Is this position gospel truth, rosy nostalgia, or something in between? Though black-and-white nitrate did possess greater silver content than triacetate, a base is still a base—it’s the emulsion where the image lives and dies, with the base acting largely as a carrier.
Even if nitrate itself possessed no inherent magic, the nitrate era saw generally excellent labwork—at least until World War II and its chemical rationing. Surviving nitrate release prints can be very impressive—but we must remember, too, that producers and labs often opted to make prints directly off the original, irreplaceable camera negative. (Intermediate stocks offered protection, but they were mediocre and consequently avoided as much as possible.) The camera negative might run through a contract printer hundreds of times before being retired, replaced, or simply trashed. All that remained were tattered prints, shoddy dupes, and indifferent intermediates produced as an afterthought—poor starting points for preservation and restoration.
Such practices yielded mouth-watering first generation prints and murky junk for subsequent copies. To complain a new restoration of a nitrate-era film doesn’t hold up next to the original print is simultaneously accurate and ludicrous: the irresponsible, but widely accepted, practice of squeezing every last print out of the camera negative gilded the present at the expense of the future. Nitrate looked great—perhaps greater than audiences deserved.

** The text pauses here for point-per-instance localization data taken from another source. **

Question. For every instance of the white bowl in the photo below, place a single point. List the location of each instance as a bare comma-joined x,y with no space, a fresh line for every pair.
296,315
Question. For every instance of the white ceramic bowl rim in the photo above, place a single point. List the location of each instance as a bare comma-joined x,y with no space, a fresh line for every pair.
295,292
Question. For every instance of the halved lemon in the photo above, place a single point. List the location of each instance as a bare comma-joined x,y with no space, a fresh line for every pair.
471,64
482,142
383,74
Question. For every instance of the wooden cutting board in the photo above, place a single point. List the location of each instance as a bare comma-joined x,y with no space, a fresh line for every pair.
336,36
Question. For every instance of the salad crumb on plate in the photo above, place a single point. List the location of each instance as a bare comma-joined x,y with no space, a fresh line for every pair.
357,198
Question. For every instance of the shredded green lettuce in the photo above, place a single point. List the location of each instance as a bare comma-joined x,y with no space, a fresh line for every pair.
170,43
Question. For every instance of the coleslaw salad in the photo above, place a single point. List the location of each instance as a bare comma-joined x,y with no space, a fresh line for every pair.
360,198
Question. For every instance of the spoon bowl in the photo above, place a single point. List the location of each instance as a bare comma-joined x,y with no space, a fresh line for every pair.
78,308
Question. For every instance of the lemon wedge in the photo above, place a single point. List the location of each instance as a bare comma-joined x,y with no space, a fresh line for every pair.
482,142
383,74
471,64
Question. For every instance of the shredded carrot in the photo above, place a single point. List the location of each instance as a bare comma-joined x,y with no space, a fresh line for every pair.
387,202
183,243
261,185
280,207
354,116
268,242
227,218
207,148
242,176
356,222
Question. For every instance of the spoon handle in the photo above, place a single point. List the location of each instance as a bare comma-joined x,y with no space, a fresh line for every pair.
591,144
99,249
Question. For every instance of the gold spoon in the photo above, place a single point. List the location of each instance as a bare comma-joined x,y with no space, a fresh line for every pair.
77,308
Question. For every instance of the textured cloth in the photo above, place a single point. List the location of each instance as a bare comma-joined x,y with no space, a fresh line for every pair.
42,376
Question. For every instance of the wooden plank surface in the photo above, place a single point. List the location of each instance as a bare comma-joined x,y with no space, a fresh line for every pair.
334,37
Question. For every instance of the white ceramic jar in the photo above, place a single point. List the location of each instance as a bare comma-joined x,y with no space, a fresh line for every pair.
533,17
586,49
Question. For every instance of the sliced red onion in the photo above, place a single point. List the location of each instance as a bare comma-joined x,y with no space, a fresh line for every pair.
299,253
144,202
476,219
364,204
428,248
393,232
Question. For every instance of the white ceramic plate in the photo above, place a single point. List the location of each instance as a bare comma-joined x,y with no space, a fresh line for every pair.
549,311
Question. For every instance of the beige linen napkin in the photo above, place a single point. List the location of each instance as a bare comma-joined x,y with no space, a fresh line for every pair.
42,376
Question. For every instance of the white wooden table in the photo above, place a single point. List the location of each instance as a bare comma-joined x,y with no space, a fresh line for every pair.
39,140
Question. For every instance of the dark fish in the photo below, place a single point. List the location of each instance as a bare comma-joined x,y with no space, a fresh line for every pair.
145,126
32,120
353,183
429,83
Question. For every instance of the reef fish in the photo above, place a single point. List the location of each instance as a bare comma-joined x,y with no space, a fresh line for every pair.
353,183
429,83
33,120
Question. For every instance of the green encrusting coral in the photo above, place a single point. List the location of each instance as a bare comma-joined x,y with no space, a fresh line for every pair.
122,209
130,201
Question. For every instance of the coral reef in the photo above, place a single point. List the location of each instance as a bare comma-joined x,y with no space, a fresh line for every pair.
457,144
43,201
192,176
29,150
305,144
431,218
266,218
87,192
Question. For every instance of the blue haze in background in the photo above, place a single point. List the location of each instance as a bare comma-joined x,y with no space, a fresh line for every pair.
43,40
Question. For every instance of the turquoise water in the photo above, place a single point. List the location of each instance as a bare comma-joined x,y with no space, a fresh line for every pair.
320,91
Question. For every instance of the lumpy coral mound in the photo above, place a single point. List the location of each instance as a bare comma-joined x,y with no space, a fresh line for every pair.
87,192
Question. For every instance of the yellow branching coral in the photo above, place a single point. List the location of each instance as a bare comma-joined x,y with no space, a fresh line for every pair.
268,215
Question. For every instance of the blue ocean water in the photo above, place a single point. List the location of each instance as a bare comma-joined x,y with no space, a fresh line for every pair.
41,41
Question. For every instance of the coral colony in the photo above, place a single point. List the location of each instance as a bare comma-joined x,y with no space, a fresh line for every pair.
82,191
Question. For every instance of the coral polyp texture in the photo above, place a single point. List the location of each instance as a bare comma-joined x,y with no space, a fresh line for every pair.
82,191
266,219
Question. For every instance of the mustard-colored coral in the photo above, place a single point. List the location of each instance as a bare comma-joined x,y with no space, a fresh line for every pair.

Direct comparison is, in any case, difficult. While nitrate prints were screened somewhat regularly in museum situations throughout the 1970s, such occasions are quite rare today. In 2000, FIAF and the BFI bid nominally farewell to flammable film with a “Last Nitrate Picture Show” symposium. In America, there are only a handful of venues that advertise their ongoing nitrate activities: the Library of Congress, George Eastman House, UCLA, the Stanford Theatre, the American Cinematheque. (There are, of course, private collectors who still project nitrate in their own homes under the responsibility radar. One friend recalls a nitrate screening of, appropriately enough, the burning-of-Atlanta reel from Gone with the Wind in a collector’s basement.)
As nitrate-safe booths are a distinctly niche operation, there is insufficient critical mass for real certification and licensing. (What legal body would regulate less than a dozen nitrate aspirants?) It is a self-declared designation, a political gesture. To run nitrate responsibly means adopting a mosaic of antique safety precautions, complying with local fire regulations, and applying common sense. (No cigarettes.) At minimum, a nitrate booth should have fire shutters over all port windows, fire suppression accessories on the projector itself, fireproof film storage cabinets, and a policy of no less than two projectionists on duty during nitrate screenings.
Regardless of where one comes down on the nitrate question, it’s crucial that we support venues that continue this quixotic endeavor. We cannot pass judgment on nitrate until we really see it on screen.